Fitch attributed its decisions to added certainty that external funding will remain available following Pakistan’s staff-level agreement with the IMF on a “new 37-month $7.0 billion Extended Fund Facility”.
Pakistan has rebuilt FX reserves and narrowed its fiscal deficits – and further improvements are expected moving forward, the agency added.
The rating upgrade is significant for Pakistan as it tends to attract foreign investments, as per Saad Hanif of Ismail Iqbal Securities, who expects the development to “improve FDI and hot money flow into the country”.
Pakistan must secure funding from allies
Fitch expects the board of the International Monetary Fund to approve that $7.0 billion programme by the end of next month.
That approval is contingent on Pakistan securing new funding assurances worth up to $5.0 billion for the duration of the EFF from its bilateral partners, including China, Saudi Arabia, and the United Arab Emirates.
But Pakistan will likely meet that prerequisite considering it has a history of winning support from these countries and “significant policy measures in the recent budget for the fiscal 202”, the credit rating agency argued on Monday.
Note that Pakistan raised taxes and utility prices to complete its nine-month stand-by agreement with the IMF in April. It also cracked down on the black market to “eliminate the gap between the interbank and parallel market exchange rates”.

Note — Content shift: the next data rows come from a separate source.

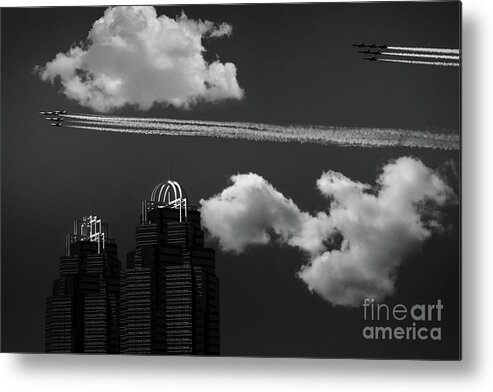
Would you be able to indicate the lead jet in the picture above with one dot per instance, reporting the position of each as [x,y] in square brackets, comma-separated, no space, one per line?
[53,113]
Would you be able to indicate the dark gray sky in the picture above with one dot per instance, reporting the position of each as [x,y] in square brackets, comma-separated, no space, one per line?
[296,65]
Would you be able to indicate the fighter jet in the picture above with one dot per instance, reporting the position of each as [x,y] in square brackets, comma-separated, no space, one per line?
[53,113]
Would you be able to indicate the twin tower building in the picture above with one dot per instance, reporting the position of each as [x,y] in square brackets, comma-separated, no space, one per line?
[166,300]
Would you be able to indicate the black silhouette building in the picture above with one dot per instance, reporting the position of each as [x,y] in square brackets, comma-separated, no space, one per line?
[170,292]
[82,314]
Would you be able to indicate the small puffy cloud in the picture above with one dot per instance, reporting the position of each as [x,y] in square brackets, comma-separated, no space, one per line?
[250,210]
[135,57]
[355,247]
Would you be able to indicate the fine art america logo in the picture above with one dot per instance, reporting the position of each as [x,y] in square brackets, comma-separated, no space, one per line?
[419,322]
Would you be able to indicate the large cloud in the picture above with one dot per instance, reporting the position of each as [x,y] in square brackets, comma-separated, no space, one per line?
[356,247]
[132,56]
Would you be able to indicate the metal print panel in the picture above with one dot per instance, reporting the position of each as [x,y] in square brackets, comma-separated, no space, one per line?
[238,180]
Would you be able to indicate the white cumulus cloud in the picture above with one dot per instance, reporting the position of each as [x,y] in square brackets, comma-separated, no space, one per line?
[355,247]
[133,56]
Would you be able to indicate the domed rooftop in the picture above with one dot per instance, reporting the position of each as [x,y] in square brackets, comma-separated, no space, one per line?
[168,192]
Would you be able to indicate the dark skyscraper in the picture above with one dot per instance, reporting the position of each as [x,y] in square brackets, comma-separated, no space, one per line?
[170,292]
[82,314]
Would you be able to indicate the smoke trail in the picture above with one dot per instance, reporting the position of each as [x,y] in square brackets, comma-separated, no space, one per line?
[341,136]
[436,63]
[423,55]
[418,49]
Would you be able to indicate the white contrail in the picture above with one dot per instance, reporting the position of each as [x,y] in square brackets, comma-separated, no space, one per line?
[423,55]
[342,136]
[435,63]
[429,50]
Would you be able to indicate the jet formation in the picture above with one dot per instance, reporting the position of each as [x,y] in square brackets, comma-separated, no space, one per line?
[373,50]
[371,46]
[54,116]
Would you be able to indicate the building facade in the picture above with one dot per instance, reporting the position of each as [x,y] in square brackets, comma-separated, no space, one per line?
[170,291]
[83,312]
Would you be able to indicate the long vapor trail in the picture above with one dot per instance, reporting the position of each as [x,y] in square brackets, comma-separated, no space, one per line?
[429,50]
[326,135]
[422,55]
[435,63]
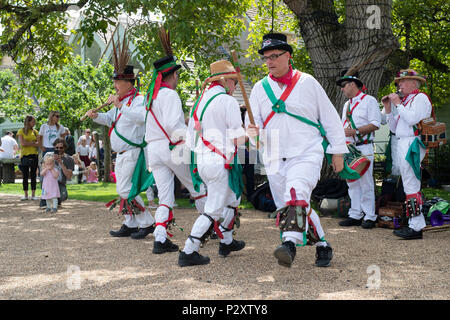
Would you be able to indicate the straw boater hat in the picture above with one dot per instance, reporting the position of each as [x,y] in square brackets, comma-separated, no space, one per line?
[221,70]
[122,70]
[273,41]
[409,74]
[353,78]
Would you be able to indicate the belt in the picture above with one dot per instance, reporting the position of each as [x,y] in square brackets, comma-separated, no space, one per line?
[362,143]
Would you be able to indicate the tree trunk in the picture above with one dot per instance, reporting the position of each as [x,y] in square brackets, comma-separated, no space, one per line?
[361,43]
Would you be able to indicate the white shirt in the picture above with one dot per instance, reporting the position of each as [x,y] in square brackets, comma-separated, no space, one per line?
[169,113]
[221,123]
[365,111]
[130,124]
[285,136]
[8,144]
[414,108]
[50,134]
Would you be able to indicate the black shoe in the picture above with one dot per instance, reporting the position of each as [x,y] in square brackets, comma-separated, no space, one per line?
[167,246]
[408,234]
[193,259]
[323,256]
[368,224]
[235,245]
[350,222]
[285,253]
[123,232]
[143,232]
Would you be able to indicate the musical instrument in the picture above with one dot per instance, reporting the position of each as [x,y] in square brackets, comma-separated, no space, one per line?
[356,161]
[96,109]
[432,133]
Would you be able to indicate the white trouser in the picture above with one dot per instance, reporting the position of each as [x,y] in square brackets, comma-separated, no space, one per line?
[125,165]
[220,196]
[164,168]
[301,173]
[362,191]
[411,184]
[395,157]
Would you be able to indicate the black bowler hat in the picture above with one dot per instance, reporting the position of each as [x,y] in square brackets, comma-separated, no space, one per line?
[275,41]
[167,64]
[127,74]
[353,78]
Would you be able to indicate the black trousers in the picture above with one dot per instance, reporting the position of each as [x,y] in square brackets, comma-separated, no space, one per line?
[28,166]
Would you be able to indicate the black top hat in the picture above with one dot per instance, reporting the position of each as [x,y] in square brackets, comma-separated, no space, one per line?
[275,41]
[128,74]
[168,63]
[353,78]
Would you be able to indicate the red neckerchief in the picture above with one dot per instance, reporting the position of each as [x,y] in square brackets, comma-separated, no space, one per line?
[286,79]
[166,85]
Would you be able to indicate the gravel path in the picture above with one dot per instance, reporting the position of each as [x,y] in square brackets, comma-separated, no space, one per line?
[70,255]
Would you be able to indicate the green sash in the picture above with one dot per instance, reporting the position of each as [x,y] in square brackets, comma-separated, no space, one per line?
[413,156]
[142,179]
[235,181]
[280,107]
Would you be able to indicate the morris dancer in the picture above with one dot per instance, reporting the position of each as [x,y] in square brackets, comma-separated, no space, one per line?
[293,151]
[361,117]
[403,116]
[165,129]
[216,128]
[126,120]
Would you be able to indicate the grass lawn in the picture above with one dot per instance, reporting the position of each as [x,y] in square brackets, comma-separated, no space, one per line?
[102,192]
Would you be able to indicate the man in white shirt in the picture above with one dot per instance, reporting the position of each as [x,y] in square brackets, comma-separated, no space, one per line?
[9,146]
[165,131]
[214,132]
[292,148]
[403,116]
[361,117]
[127,122]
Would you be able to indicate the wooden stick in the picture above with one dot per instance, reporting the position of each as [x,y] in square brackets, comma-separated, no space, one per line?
[241,83]
[95,110]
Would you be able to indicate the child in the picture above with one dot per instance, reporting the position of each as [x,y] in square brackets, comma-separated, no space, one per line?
[50,187]
[92,176]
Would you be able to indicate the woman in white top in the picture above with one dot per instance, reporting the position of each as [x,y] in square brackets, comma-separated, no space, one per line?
[50,131]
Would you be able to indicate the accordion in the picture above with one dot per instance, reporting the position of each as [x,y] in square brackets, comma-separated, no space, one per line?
[432,133]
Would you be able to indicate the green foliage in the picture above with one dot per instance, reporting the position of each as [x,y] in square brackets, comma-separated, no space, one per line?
[71,90]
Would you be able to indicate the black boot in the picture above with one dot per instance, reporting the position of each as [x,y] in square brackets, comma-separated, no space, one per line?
[225,249]
[324,255]
[143,232]
[193,259]
[285,253]
[162,247]
[408,234]
[123,232]
[350,222]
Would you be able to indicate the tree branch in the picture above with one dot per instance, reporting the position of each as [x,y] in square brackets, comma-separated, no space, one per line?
[30,16]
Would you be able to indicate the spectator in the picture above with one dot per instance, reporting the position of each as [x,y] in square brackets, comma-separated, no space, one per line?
[51,131]
[83,152]
[87,135]
[65,165]
[50,189]
[9,146]
[70,142]
[29,143]
[92,175]
[79,169]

The Fitch upgrade indicates a positive shift in Pakistan’s economy and is constructive for the broader South Asian region as well which has seen slower growth over the past two years.
Pakistan has improved its FX reserves
Fitch expects the current account deficit of Pakistan to remain relatively contained in fiscal year 2025 at about $4.0 billion or 1% of the GDP. That’s down from over $17 billion in FY22.
The country’s foreign exchange reserves, while still low, have recovered meaningfully in recent years, the credit rating agency added.
We estimate official gross reserves, including gold, rose to over $15 billion at June 2024, from nearly $10 billion at end-June 2023, and we expect them to rise to nearly $22 billion by FYE26, close to their 2021 peak.
Fitch also cited recent political and legal developments to conclude that former Prime Minister Imran Khan remains popular despite being in prison since May of 2023.